I\'m trying to read a text file and split the words individually using string tokenizer utility in java.
The text file looks like this;
a 2000
4
b
You need to use hasMoreTokens() method. Also addressed various coding standard issues in your code as pointed out by JB Nizet
import java.io.BufferedReader;
import java.io.FileReader;
import java.io.IOException;
import java.util.ArrayList;
import java.util.StringTokenizer;
public class TestStringTokenizer {
/**
* @param args
* @throws IOException
*/
public static void main(String[] args) throws IOException {
String fileSpecified = args[0];
fileSpecified = fileSpecified.concat(".txt");
String line;
System.out.println ("file Specified = " + fileSpecified);
ArrayList <String> words = new ArrayList<String> ();
BufferedReader br = new BufferedReader (new FileReader (fileSpecified));
try{
while ((line = br.readLine()) != null) {
StringTokenizer token = new StringTokenizer (line);
while(token.hasMoreTokens())
words.add(token.nextToken());
}
} catch (IOException e) {
System.out.println (e.getMessage());
e.printStackTrace();
} finally {
br.close();
}
for (int i = 0; i < words.size(); i++) {
System.out.println ("words = " + words.get(i));
}
}
}
a) You always have to check StringTokenizer.hasMoreTokens() first.

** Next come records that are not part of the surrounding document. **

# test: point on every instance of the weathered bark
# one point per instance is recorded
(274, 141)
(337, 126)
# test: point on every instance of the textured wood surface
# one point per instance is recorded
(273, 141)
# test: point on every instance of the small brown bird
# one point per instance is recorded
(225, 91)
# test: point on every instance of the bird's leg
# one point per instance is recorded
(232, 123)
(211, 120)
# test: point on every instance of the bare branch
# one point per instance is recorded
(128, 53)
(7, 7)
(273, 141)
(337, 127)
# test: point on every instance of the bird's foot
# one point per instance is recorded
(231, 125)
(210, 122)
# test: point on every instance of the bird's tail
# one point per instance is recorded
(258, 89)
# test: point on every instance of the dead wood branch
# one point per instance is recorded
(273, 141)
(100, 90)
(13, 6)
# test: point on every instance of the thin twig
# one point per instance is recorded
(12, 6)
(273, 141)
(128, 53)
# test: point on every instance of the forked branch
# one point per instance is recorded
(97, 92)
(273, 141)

Throwing NoSuchElementException
is the documented behaviour if no more tokens are available:
token = new StringTokenizer (line);
while(token.hasMoreTokens())
words.add(token.nextToken());
b) don't create a new Tokenizer for every line, unless your file is too large to fit into memory. Read the entire file to a String and let the tokenizer work on that
This problem is due to the fact that you don't test if there is a next token before trying to get the next token. You should always test if hasMoreTokens()
before returns true
before calling nextToken()
.
But you have other bugs :
Your general approach seems sound, but you have a basic problem in your code.
Your parser is most likely failing on the second line of your input file. This line is a blank line, so when you call words.add(token.nextToken());
you get an error, because there are no tokens. This also means you'll only ever get the first token on each line.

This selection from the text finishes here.